I’m a guest teacher at this school as the same time as another guest teacher helping out with the band program and today I got to hear the band in rehearsal and listen to her comments. She was good, noting that the Irish jig the band was playing didn’t make her want to dance and the articulation of the notes on the paper were not singing out. But her remedy, as is often the case in this world, seemed to be just to notice that and ask them to “make it dance more” and “make it sing more.”

And what would I have done? I hope you can guess. I would have them actually dance a jig and actually sing the tune. At the same time! My book Play, Sing & Dance was aptly titled. When you dance the music, you feel the whole rhythm and rhythms in multiple parts of the body, the particular way it inspires you to move (the style), the weight that the written meter can only hint at. When you sing, you articulate (with guidance from someone who knows the style) the nuances of the song as it’s meant to be. After having sung and danced, it’s a short step to the proper playing of the music.
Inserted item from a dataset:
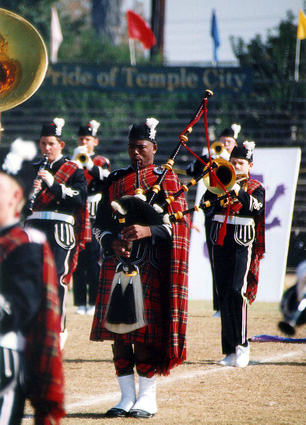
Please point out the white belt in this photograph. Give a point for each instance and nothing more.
(94, 198)
(234, 220)
(51, 215)
(13, 340)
All you need to worry about is the fingering and technique that can help your instrument to sing.

There is much I admire about bands and orchestras and the people who teach them, but after these five weeks straight of music felt in every fiber of the body and communicated directly to children who then can express it with energy, delight and impressive musicality, watching the band kids felt like landing on another planet where music is another creature altogether. Consider the cultural differences from the Orff class:

• Seated in chairs.
• Seated in rows.
• Seated with a music stand in front of them.
• Each has a score with just their part written out and not the others. Just count correctly, play the notes as written and magically (or not), they’ll all fit together somehow. (Thank you, composer.)
• When you’re not playing, you might have a measure with 7 written across it which means counting for seven measures and pray you got it right.

After years of doing this, the music indeed starts to sound better and some of those musicians sitting in chairs behind printed music might be the Count Basie Band or Lincoln Center Jazz Orchestra. But those guys were also singing and dancing in church and improvising like the wind parallel with this traditional band practice. And that makes all the difference.

The next day, I taught an hour class with high school band students and we played two blues pieces and a Latin Jazz piece, each complete with solos and all of it attracting people in from the hall. All without a single written note. I asked what they noticed about this way of learning and one said, 

"I had to think more." 

"Great!" I said. "Indeed, you did. You had to figure out the scale, find it on your instrument, imagine some cool little riffs with two or three notes, understand how my underlying harmonies changed the character of your notes. Those are good things."

Another offered, "I had to listen harder."

"Yep. And that's probably the number one skill in all of music. Can't exactly be taught, but can be awakened depending how you learn a piece. When you're in your private tunnel with your notated score, it's entirely possible your listening ear can go to sleep."

And a third. "I could feel the music deeper."

"Thank you. My work here is done!"

Band directors, take note. Keep working on the important skills of traditional bands, but please, widen the conversation. Fling open the windows and spend as much time with the ear as you do with the eye. You will have to re-learn your craft (maybe take an Orff workshop?), but the feedback from the student's deeper involvement and the music emerging just a bit more alive and present is more than ample reward for making the effort. And when you return to the printed page having physically danced and sung and improvised in the style, I guarantee that the notes on the paper will also begin to dance and sing.